From the Archive: Midnight Run

midnightrun

And so we come to the fourth and final piece I wrote for theMovies That Shoulda Been Summer Blockbusters” episode of 90FM’s The Reel Thing, back in June 1991. At this point, I suspect Midnight Run is considered a minor classic or at least one the quintessential can’t-turn-it-off movies when encountered while scrolling through the cable programming grid. When it was released in 1988 — so just three years before I wrote the following — it was basically a box office dud, further proof that of the conventional wisdom at the time that Robert De Niro, for all his acclaim, couldn’t sell tickets.
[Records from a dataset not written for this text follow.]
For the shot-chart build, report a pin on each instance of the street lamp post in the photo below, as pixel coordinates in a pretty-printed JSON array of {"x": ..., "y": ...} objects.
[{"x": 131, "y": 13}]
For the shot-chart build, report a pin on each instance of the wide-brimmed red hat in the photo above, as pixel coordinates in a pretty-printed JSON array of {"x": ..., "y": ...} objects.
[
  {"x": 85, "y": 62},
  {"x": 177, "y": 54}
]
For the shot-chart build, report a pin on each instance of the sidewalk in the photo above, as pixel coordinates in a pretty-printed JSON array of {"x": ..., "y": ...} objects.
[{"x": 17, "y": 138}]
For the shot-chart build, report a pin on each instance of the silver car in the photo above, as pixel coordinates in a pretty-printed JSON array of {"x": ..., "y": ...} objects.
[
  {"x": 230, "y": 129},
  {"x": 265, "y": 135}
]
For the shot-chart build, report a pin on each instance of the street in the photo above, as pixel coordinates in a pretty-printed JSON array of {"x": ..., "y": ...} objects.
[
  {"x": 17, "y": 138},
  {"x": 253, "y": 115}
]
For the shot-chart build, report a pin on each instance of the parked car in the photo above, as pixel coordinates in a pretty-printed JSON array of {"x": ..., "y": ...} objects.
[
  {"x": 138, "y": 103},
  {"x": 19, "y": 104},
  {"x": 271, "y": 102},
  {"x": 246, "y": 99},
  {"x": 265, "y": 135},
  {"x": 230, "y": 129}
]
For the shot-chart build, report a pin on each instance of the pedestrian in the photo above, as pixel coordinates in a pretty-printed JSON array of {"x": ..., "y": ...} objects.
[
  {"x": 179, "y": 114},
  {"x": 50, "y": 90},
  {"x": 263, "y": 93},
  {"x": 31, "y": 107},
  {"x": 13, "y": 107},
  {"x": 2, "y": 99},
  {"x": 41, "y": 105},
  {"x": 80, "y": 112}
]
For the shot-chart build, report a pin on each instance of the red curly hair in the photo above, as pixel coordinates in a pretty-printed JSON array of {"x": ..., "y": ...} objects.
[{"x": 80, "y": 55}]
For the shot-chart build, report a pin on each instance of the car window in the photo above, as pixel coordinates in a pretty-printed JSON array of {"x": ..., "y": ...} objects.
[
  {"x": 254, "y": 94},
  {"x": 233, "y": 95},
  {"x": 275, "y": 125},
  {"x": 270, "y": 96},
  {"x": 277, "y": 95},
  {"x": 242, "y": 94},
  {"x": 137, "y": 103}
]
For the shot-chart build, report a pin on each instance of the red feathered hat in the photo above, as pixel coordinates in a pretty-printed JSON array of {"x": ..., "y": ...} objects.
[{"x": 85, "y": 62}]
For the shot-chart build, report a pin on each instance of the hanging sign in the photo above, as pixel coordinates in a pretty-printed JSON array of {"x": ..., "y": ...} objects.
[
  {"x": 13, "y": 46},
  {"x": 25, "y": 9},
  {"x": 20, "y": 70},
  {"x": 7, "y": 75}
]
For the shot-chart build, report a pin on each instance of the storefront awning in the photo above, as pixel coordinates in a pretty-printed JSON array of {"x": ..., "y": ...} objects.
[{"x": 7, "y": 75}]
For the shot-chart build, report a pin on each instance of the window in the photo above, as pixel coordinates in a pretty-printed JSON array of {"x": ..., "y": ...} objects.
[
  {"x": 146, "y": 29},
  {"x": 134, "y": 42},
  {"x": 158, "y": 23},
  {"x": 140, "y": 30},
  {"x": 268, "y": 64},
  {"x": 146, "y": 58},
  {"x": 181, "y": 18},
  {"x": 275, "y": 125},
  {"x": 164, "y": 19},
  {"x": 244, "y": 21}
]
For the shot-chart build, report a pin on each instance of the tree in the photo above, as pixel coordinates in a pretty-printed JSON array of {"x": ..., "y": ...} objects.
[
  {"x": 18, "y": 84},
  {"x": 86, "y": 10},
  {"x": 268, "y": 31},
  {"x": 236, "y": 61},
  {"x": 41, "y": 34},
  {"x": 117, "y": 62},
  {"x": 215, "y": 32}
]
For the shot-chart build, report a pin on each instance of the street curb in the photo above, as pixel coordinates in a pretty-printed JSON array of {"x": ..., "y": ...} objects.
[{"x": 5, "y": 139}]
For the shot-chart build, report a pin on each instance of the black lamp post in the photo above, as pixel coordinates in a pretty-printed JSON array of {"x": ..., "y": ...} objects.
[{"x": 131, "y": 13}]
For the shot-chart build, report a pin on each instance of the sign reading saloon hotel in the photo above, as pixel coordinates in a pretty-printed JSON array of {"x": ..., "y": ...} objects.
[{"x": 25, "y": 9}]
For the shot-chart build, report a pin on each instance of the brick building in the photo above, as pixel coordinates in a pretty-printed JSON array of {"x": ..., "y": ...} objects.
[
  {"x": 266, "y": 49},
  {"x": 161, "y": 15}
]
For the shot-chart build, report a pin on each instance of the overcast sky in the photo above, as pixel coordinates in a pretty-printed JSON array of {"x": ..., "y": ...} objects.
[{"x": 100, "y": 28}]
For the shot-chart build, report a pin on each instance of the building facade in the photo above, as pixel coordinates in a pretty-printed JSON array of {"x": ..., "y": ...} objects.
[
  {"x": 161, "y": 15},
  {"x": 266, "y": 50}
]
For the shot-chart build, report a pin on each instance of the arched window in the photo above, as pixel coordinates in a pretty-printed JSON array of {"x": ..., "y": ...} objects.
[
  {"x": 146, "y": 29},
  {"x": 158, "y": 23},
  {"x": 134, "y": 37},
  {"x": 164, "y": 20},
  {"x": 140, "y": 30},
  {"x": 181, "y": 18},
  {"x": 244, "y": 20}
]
It opened in fifth place at the box office, which did make it the biggest official debut of that weekend (ahead of Big Top Pee-wee and Caddyshack II), but it was well behind the holdover hits. It had the misfortune of competing against Die Hard in its first wide weekend of wide release, following a word-of-mouth twenty-one-screen rollout one week earlier. Now it seems a little odd to presenting the argument “People should like this more!” about Midnight Run, but I swear it made sense at the time.

As a piece of writing, I will concede this is mediocre at best. I did a much better job when I wrote about Midnight Run as part of one of my exercises in counting backwards.  

My final selection is from the summer of 1988 and is most notable for the impressive performances by the two lead actors. Midnight Run stars stars Robert De Niro as a bail bondsman who has to bring an accountant, played by Charles Grodin, across the country to Los Angeles in order to face embezzlement charges. Standing in his way are mobsters, a rival bail bondsman, and the FBI. And there’s also Grodin, who will stop at no deceit or maneuver in order to free himself from De Niro. Watching these two actors create a fierce, complex, frustrated relationship with one another is a true marvel. They match one another stride for stride with solid, funny performances.

The film mixes high excitement action scenes with quieter moments that are equally effective. Simple conversations between the two actors or De Niro’s few moments with a daughter he hasn’t seen in years are just as good as the high-speed chases and helicopter explosions. That’s not something one can usually say about a film that falls into the buddy-action genre.